The carer is on the point of calling the police when her Señora regains enough strength to demand, in tones of high indignation:

‘How
dare
you?'

Her eyes flash with rage as she seizes, then wields, an imaginary riding crop. Authority emanates from every pore but before she can raise her arm, the girl shrieks:

‘I love you, I love you, I love you!'

‘If you love me so much, then you can respect me.'

‘That's exactly what I am doing, Leonora.'

‘Get out of my house at once!'

‘I can't.'

‘Yolanda, kindly show her the door.'

As Yolanda approaches, the young woman suddenly yanks down the zip of her jacket, and opens it wide:

‘I am also a mare!' and her laughter turns to sobs.

‘This young woman is quite mad,' Yolanda says.

Leonora lets her arm with its riding crop drop to her side, and without more ado asks her:

‘Would you like a cup of tea?'

Leonora's carer heads to the front door to close it.

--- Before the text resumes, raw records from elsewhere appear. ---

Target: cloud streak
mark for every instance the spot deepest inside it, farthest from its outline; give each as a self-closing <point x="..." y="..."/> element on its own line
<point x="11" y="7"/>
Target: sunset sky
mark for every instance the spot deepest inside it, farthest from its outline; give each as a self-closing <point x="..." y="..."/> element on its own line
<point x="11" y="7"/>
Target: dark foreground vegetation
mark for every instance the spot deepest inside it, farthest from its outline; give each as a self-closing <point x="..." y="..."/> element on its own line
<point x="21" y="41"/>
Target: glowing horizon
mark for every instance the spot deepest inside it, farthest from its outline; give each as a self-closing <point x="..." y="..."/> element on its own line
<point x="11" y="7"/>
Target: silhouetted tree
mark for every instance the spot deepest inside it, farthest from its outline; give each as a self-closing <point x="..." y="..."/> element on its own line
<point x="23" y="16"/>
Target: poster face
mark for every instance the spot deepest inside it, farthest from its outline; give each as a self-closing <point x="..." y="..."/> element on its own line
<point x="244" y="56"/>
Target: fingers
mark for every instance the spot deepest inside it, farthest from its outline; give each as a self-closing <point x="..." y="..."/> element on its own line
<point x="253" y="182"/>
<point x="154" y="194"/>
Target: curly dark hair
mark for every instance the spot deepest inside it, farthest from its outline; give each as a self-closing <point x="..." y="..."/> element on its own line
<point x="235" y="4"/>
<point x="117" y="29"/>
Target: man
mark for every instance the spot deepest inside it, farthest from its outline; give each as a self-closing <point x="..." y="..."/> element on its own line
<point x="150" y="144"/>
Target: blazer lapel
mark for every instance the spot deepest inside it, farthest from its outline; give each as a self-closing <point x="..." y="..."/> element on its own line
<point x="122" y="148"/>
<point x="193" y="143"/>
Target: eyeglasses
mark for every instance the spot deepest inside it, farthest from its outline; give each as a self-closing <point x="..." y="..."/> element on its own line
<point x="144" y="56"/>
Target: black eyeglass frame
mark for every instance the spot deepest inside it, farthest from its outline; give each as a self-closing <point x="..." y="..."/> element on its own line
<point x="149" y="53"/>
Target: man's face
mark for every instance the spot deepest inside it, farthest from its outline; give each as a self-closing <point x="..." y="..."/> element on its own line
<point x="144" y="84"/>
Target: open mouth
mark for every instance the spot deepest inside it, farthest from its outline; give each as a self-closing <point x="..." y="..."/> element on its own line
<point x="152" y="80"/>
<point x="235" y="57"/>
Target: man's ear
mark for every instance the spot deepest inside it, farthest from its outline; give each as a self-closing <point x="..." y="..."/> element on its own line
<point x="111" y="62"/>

‘Come into the kitchen. What is your name?'

‘I'm called Josefina, but everyone calls me Pepita.'

Leonora observes as she drinks the tea. Her lank, unevenly cut hair hangs down to her shoulders, and her vitality shines in her complexion. Everything about her seems to be in a hurry. She has a nose ring and several more piercings in each ear lobe. When she removes her jacket, it falls to pieces, and below her ripped shirt her tummy button is revealed, decorated with two more perforations. The tattoo on her arm is a plumed serpent.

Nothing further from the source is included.